Average click through rates vary tremendously by country for this type of campaign activity, and need to be viewed cautiously as smaller countries report results from a low respondent base. Notwithstanding the differences are marked, with Finland reporting less than 1%, and Austria averaging 21%. Also at the low end of reported rates is Norway, with 2%, yet Sweden averages 6% whilst Denmark sees average rates of 11%. UK, Germany, Ireland, Switzerland and Slovenia average 6-8%. Spain, Belgium, Hungary, Denmark average 13-17%. Unsurprisingly, sales and product/ service information campaigns generate conversion to sales 4x better than newsletters or customer surveys, with 12.5% of respondents claiming rates of between 2%-2.25%.
Those countries most likely not to send promotional content by email are Finland, Spain (33.3%), Italy (28.6%) and Germany (29%). Privacy regulation, and an organisation’s interpretation of it, is likely to determine corporate policy towards UCE in many cases. It is surely no coincidence that those countries with the most restrictive and/or punitive data protection laws are those where email marketing is least used as a sales channel.
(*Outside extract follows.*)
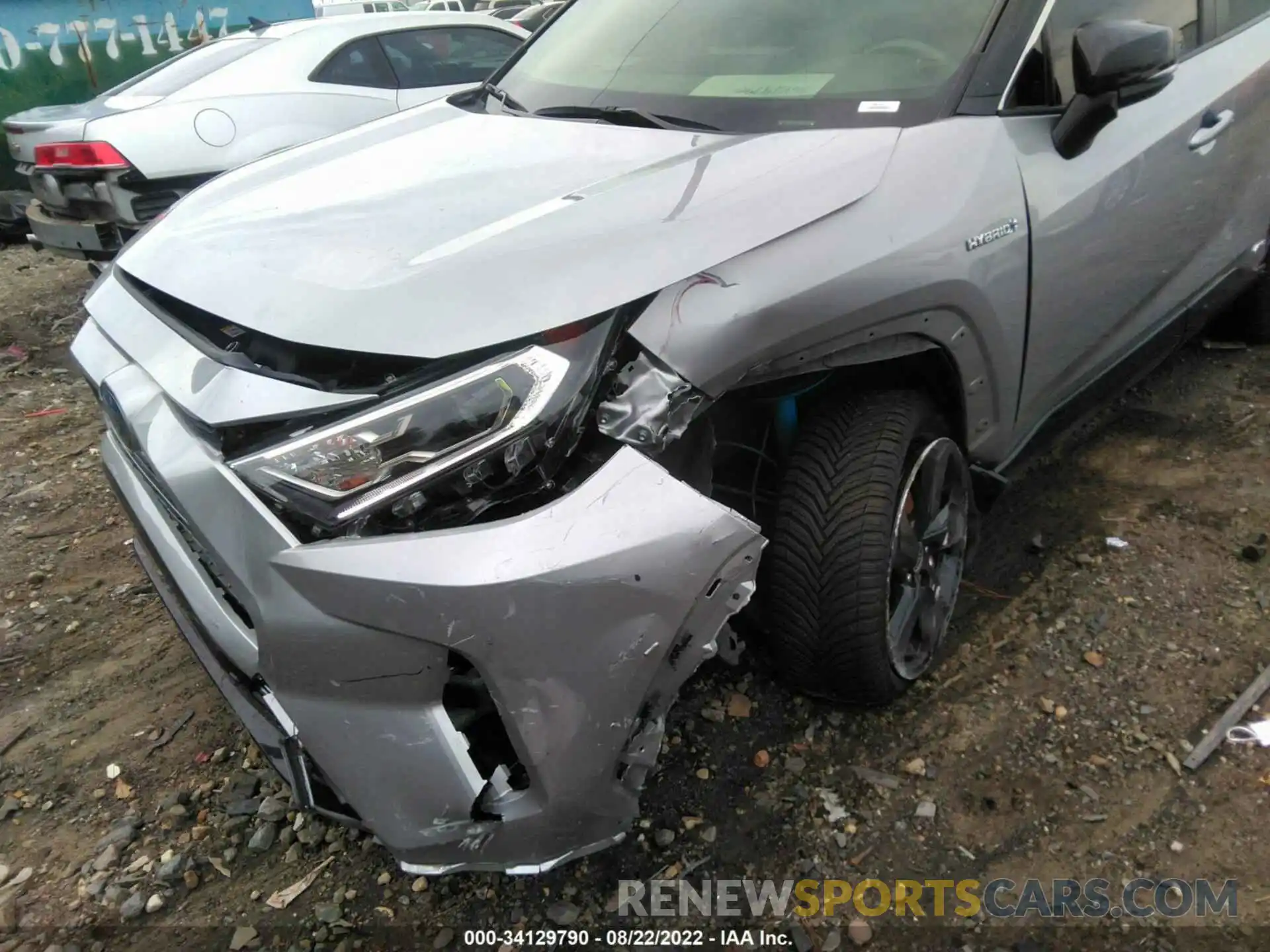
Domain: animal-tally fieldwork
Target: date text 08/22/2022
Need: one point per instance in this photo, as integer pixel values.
(610, 938)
53% of respondents do not use email marketing for customer or product (development) surveys. Those that do average open rates of 36% (UK); 25% (Italy); 18% (Switzerland); 33% Denmark. In countries where responses were isolated and therefore difficult to draw statistical conclusions from with great confidence, nevertheless open rates ranged from the 20% to 40% range, with fewer outlying results sub 15% or higher than 50%. These healthy open rates, whilst not necessary conclusive in their own right, are allied to high click through rates that start at circa 7% and can top 25%+. It goes to show that customers appreciate being asked for feedback, and represents a useful plank to a strong customer engagement strategy.
The majority of companies do not use email marketing for win-back campaigns following the loss of customers. Click through rates are comparatively high, with 25% of all win-back campaigns achieving rates of between 10%-12%. This is 2x the results reported for sales and product/ service information campaigns, and 60% better than newsletter click through rates. The minority of respondents who do use email for win back, have experienced excellent results, with conversion to sale or action of between 2% and 5%. Ranges are Denmark and Netherlands (4%), Austria (3%), UK (2.5%), Germany and Switzerland (2%), France and Slovenia (2.25%).
Newsletters, customer surveys and win back Integrated use with other channels Practitioners would do well to test more rigorously each element of an email campaign, beyond the generally adopted focus on subject lines, sender name, time of day and week, and spam filter scoring, as illustrated in the Email Marketing Industry Census 2010 by Econsultancy. The same report indicates that between 33% and 58% of client practitioners are not testing creative templates, frequency , landing pages, and multivariate campaign strategies. This points to the need for greater segmentation, and carefully planned user experience to support better engagement within the email and online.